Most landowner or business owner attorneys begin and end their arguments with a citation to County of Contra Costa v. Pinole Point Properties, Inc. (1984) 27 Cal.App.4th 1105 [33 Cal.Rptr.2d 38]. The Pinole Point court held squarely that the condemnor can impeach the condemning agency's trial expert through an earlier appraisal report by that same expert. (Pinole Point, supra, 27 Cal.App.4th at pp. 1112-1113.)

Moreover, the official Law Revision Commission Comment, 1975 addition, contains some significant differences from the earlier Tentative Report. Unlike the Tentative Report, the official Comment does not explicitly address earlier reports by the witness him or herself. (Cal. Law Revision Comment, 1975 addition, West's Ann. Code Civ. Proc., § 1255.060 (1982) pp. 691-692.)

Also, the leading California treatises contradict Nichols, the national treatise quoted above. (See 14 Dankert, Cal. Real Estate Law & Practice (1997) Prejudgment Possession, 505.06, p. 505-10; 1 Matteoni & Veit, Condemnation Practice in California (1997), Trial Preparation in Trial, § 9.62, p. 448.) Both cite Pinole Point as the applicable California rule.

Most important, the general law of expert discovery, both in California and federal courts, contradicts Nichols. One federal district court observed, "Discovery of the reports of experts, including reports embodying preliminary conclusions, can guard against the possibility of a sanitized presentation at trial, purged of less favorable opinions expressed at an earlier date." (Hewlett-Packard Co. v. Bausch & Lomb, Inc. (N.D. Cal. 1987) 116 F.R.D. 533, 537, affd. (Fed. Cir. 1990) 909 F.2d 1464, quoting Quadrini v. Sikorsky Aircraft (D. Conn. 1977) 74 F.R.D. 594, 595; but see Taylor v. Anderson-Tully Company (W.D. Tenn. 1993) 151 F.R.D. 295, 297 [disagreeing in part with Quadrini: "On balance, the court concludes that where there is no showing of any particularized need for such reports, such as might be the case in a particularly complex expert dispute, parties should not be required to produce their expert witness' reports which have been prepared in anticipation of litigation."].)

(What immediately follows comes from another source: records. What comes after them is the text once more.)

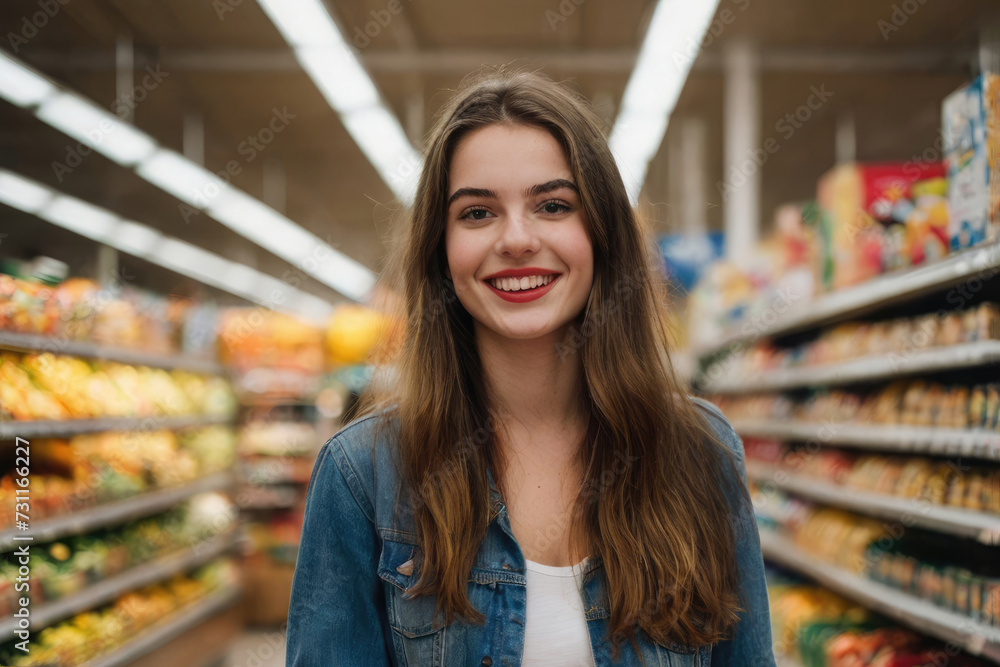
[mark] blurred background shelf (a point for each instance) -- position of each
(203, 628)
(160, 569)
(866, 369)
(878, 292)
(53, 428)
(913, 439)
(980, 526)
(109, 514)
(20, 342)
(910, 610)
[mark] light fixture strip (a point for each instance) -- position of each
(142, 241)
(121, 142)
(331, 63)
(665, 58)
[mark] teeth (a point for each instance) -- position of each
(518, 284)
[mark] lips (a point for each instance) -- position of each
(522, 296)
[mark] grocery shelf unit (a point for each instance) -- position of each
(899, 292)
(981, 526)
(20, 342)
(914, 612)
(107, 590)
(908, 284)
(205, 625)
(869, 368)
(911, 439)
(44, 428)
(113, 513)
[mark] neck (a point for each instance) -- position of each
(536, 384)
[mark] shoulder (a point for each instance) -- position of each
(365, 453)
(721, 427)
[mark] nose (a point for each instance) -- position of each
(517, 237)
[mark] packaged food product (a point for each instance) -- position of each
(970, 120)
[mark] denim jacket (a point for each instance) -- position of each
(349, 607)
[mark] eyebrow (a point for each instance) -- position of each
(533, 191)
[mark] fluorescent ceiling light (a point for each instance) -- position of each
(263, 225)
(656, 82)
(142, 241)
(92, 126)
(340, 77)
(330, 62)
(278, 234)
(301, 22)
(21, 86)
(23, 194)
(78, 216)
(173, 173)
(136, 239)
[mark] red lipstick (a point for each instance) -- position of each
(522, 296)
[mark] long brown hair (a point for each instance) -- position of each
(651, 505)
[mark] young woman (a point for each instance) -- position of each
(536, 489)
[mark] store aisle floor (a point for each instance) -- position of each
(258, 647)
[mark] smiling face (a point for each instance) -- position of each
(517, 246)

California trial courts are likely to compel production of preliminary reports of those experts designated to testify at trial. Public agencies should (1) insist that an appraiser complete his pre-litigation work carefully enough to withstand cross-examination in court; or (2) consider hiring different experts to testify at trial - - and avoid contaminating those trial experts with earlier, inconsistent reports from others.